Lo de un país en vías de modernización me ha sonado fatal...me ha recordado al libro de Fusi, la teoría de la modernización, además de oler a naftalina, no me parece muy de izquierdas, más bien lo contrario. Eso independientemente de que Franco no trajera a este país nada bueno ni nada que hubiera podido conseguir sin semejante dictadura.
Por otro lado, mientras los profesores no puedan expulsar de las aulas a todos aquellos que no guarden unas mínimas formas de respeto y convivencia....ningún cambio en el currículum servirá de mucho.
La Historia no la hacen solo los contemporaneístas.

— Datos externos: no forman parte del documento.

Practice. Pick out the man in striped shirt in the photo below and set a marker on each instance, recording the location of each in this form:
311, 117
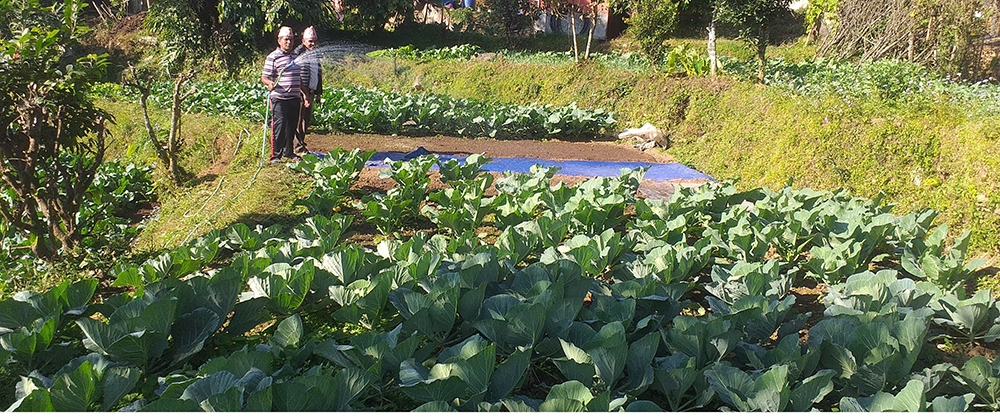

Hobsbawm, Gellner, Anderson... ¿Sabían algo de moderna, de medieval, de antigua?
Anderson escribió su tesis sobre "El Estado absomutista" y editó "Transiciones de la Antigüedad al feudalismo". Hobsbawm comentó las tesis de Marx en "Formaciones económicas precapitalistas". Nadie dice que haya que eliminar el estudio de las fases anteriores: lo que sostengo es que se imparta en condiciones satisfactorias la Historia del Presente.
Me refería a Benedict Anderson, no a Perry Anderson. En cuanto a Hobsbawm, estudiar a un pensador del siglo XIX no es hacer historia moderna. A lo que vamos: se les fue la mano con la tesis de las comunidades imaginadas. Ni Francia, ni Gran Bretaña, ni Alemania, ni España surgieron como naciones en el siglo XIX.
Puesto que el pueblo no fue sujeto de soberanía en Europa hasta 1789, antes el pueblo no existía.
Brillanre y certero análisis de un experto en la materia. Ojalá que su propuesta no caiga en saco roto.